Jules Massenet's Meditation from the opera Thaïs, written in 1894, was arranged for violin and piano by the Belgian violinist Marsick, pupil and successor of Massart at the Paris Conservatoire. Based on the work of Anatole France, Thaïs, typically enough, shows the conversion of 1he four century Egyptian courtesan Thais to Christianity by the monk Athanael, who himself falls victim to her charms, while she, following the example of other Massenet heroines, finds redemption, in this case as a nun.
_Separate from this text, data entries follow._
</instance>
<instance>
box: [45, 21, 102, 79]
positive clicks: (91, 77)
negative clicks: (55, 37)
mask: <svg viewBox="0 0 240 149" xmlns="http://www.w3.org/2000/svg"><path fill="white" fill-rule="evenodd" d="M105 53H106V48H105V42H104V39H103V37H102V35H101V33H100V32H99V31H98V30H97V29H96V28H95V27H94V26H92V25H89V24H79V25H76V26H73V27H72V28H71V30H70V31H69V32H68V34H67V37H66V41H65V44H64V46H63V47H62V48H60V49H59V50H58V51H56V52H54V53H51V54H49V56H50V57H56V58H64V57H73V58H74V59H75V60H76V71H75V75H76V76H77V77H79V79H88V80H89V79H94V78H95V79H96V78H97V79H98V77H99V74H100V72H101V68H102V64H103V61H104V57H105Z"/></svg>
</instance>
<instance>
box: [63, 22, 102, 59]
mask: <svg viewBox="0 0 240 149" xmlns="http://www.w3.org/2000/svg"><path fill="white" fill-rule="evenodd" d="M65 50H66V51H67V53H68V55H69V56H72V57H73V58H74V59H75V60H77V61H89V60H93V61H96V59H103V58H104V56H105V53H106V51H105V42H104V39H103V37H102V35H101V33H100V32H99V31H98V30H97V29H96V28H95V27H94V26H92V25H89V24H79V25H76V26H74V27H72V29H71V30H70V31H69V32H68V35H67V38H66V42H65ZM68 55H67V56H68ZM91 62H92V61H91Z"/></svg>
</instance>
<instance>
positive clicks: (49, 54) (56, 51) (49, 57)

Having left the Paris Conservatoire in 1895, Ravel returned two years later to study with Gabriel Fauré. He nevertheless failed to win any prize for composition, an achievement that was obligatory for the continuance of studies. His attempts to win the Prix de Rome in successive years brought no result, while he was at the same time winning considerable success outside the academic world. This success continued, while the scandal of his ultimate failure to win the Prix de Rome in 1904 led to the resignation of the Director of the Conservatoire and his replacement by Fauré, a composer of more progressive tendencies. In the years after the 1914 -1918 war, during which he served as a driver, Ravel moved out of Paris. His compositions of this period include a violin sonata, a sonata for violin and cello in memory of Debussy and the famous Tzigane, written in 1924 for the Hungarian violinist Jelly d'Aranyi, whose own improvised additions the composer added to the completed work.
Ravel reportedly remarked that he had no idea what she was doing, as she played the piece, but he liked it. The Tzigane remains a show-piece of the violin repertoire, whether in the version for violin and orchestra or in its original form, for the violin and piano, designed by the composer to test the musical and technical ability of any performer and later described by one of Ravel's friends as a violinist's minefield. The work captures the spirit of gypsy improvisation, its art successfully concealing art.
The Spanish violinist Pablo Sarasate studied in Paris and at the age of fifteen started on a concert career that was to bring him fame throughout Europe and the Americas. Composers who wrote for him include Bruch, and his fellow- violinists Joachim and Wieniawski. For his own use he wrote a number of works for violin of which his Gypsy piece, Zigeunerweisen, Opus 20, was published in Leipzig in 1878.